En mars 1889, nous trouvons Ernest sur le programme3 du théâtre-école de la rue Vivienne : il interprète Guillaume Tell de Rossini; parallèlement à ses activités, il a donc pris des cours de chant. Et il n'a pas fini!
En 1891, nous le retrouvons choriste à l'Opéra de Paris, il chante dans Thamara 4, opéra en 4 tableaux sur un sujet antique et religieux. Il a 32 ans. Il restera dans les chœurs jusqu'en 1923 au moins.
Janvier 1892 : le voilà de nouveau participant au concert d'une école de chant: celle d'Émilie Ambre, cantatrice et épouse d'un compositeur et organiste dont nous reparlerons : Émile Bouichère. Ernest chante L'Africaine. Il a, dit un critique musical "une jolie voix de ténor" 5.
On retrouve très régulièrement le nom de Christin dans les carnets de Régie des chœurs de l'Opéra, et dans les annonces de spectacles de la Presse: avec ses collègues, il interprète un nombre impressionnant d'opéras.
En avril 1895, il se remarie (et bénéficie de 3 jours de congé).
Cette fois, il a 36 ans 1/2, et habite rue St-Lazare, dans le 9e. Il épouse - à Paris 18e 6 - une Parisienne de 34 ans, Marthe-Jeanne Gaudron, fille de Françoise Abelle Gaudron.
L'acte de mariage est important pour nous (voir fichier attaché) : il fait le lien entre notre Chamoyard, et le Christin bien attesté à l'Opéra de Paris entre 1890 et 1924 ; nous identifions sans doute possible Jean-Ernest Christin, ET nous avons sa nouvelle profession (artiste lyrique); et ses témoins sont des musiciens : Sylvain Garet, artiste lyrique, et surtout, Émile Bouichère "un des maîtres de chapelle les plus renommés de Paris" 7, compositeur et organiste à l'église de la Trinité, où il succède à Alexandre Guilmant: tout comme son prédécesseur et maître, il semble promis à une grande carrière; mais Émile Bouichère meurt brutalement en septembre 1895, à 34 ans)
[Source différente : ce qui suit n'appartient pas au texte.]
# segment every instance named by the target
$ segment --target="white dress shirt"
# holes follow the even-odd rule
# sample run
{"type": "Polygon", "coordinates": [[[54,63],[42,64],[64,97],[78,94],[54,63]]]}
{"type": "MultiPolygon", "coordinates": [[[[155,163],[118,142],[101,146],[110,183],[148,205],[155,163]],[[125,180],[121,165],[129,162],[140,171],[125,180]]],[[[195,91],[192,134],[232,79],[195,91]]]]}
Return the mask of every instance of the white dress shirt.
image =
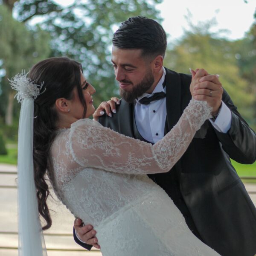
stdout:
{"type": "MultiPolygon", "coordinates": [[[[152,94],[166,92],[163,84],[166,74],[163,73],[152,94]]],[[[134,115],[136,125],[140,135],[147,141],[155,143],[164,135],[164,128],[166,118],[166,97],[151,102],[148,105],[139,102],[144,97],[150,97],[152,94],[143,93],[134,102],[134,115]]],[[[222,102],[221,107],[218,117],[214,122],[210,119],[213,126],[218,131],[227,133],[231,127],[231,112],[226,104],[222,102]]]]}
Ainsi, dès la trentaine, "notre" Christin était lié à de belles figures - il reste d'ailleurs dans le cercle d'Alexandre Guilmant.
En septembre 1895, il chante pour le mariage de la fille de Guilmant 8:
"Pendant la messe, on a exécuté une très belle musique, avec soli de MM. Vergnet, Caron, de Vroye, Christin, et Salomé qui tenait l'orgue"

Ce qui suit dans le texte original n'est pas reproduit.